Assuming that Shell can produce its own natural gas at relatively low cost, with no requirement to purchase gas from external sources, gas-to-liquids is a play on long-term oil prices, becoming increasingly viable at higher oil price levels.
“That’s how we think about it,” Henry said.
Chinese shale gasIn response to a question about the potential impact of shale gas development in China on LNG prices, Henry said that an answer to that question would not emerge for another 12 to 14 months.
Shell, working with PetroChina, completed 11 shale gas wells in China last year and hopes to complete about 25 wells this year, he said. The companies are trying to establish the potential for shale gas development in the country.

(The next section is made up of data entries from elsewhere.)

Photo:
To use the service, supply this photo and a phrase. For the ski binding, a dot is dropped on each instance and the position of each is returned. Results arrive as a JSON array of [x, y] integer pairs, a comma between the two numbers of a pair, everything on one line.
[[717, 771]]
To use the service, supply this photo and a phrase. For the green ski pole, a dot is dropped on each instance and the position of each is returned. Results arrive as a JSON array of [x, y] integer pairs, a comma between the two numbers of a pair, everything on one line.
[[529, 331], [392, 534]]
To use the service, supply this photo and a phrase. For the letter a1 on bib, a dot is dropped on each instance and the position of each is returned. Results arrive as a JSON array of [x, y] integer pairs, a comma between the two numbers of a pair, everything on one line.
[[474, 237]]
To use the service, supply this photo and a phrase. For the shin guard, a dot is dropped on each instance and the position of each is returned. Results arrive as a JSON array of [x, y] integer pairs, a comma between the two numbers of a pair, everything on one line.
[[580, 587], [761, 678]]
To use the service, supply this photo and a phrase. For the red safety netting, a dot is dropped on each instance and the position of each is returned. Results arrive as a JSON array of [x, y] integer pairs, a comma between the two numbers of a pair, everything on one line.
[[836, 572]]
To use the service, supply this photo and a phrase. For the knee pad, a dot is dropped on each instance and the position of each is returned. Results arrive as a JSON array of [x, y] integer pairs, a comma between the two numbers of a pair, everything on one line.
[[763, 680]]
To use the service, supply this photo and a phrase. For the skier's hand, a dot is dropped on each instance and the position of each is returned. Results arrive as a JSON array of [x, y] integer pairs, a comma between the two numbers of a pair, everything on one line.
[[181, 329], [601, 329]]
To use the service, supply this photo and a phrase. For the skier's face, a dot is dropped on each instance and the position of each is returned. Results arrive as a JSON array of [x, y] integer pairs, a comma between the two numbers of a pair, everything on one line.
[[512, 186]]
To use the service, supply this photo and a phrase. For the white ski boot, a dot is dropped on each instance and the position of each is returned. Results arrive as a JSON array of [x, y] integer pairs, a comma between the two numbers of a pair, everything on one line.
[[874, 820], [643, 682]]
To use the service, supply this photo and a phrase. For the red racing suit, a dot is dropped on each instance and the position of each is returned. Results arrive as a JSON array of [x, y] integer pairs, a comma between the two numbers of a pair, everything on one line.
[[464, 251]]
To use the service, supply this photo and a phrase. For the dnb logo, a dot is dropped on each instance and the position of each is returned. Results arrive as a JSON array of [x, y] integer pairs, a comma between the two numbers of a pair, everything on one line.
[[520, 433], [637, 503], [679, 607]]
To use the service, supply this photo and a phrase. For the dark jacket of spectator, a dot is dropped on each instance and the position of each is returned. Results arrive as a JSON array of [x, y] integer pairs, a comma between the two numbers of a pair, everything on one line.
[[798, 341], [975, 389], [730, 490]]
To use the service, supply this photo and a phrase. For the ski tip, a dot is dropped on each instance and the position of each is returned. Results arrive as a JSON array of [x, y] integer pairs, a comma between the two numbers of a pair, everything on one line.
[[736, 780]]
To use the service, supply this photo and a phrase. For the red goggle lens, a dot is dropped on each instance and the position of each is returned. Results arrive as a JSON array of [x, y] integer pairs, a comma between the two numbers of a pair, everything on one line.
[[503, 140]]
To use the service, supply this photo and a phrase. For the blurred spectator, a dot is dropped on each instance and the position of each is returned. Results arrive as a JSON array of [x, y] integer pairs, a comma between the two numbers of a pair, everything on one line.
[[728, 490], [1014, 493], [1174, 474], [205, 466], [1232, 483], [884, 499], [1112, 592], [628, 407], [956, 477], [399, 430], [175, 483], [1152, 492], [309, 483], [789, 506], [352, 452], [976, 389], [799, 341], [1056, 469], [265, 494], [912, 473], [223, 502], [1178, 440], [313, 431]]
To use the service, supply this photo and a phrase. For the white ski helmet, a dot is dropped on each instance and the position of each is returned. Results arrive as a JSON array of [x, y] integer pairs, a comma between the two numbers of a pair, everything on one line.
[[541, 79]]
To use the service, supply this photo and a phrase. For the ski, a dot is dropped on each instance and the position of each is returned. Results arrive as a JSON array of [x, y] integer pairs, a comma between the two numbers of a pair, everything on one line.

“We don’t know that yet,” Henry said. “That’s what we’re trying to help establish together with PetroChina, at least in the acreage where we’re working together. … By the beginning of next year we will have a much better feel for what’s the real volume potential and what is the cost of producing that volume.”
Once the economics of Chinese shale gas development become clearer the Chinese government will probably consider a long-term policy to encourage that development, Henry said.
The current Chinese government plan is to grow natural gas’s share in the country’s energy mix from 4 percent of demand in 2010 to 10 percent or more by 2020, Henry said, adding that this policy assumes the use of gas that is imported either by pipeline or as LNG. Chinese LNG prices are typically set on the coast, with inland gas prices then being linked back to those coastal prices, he said.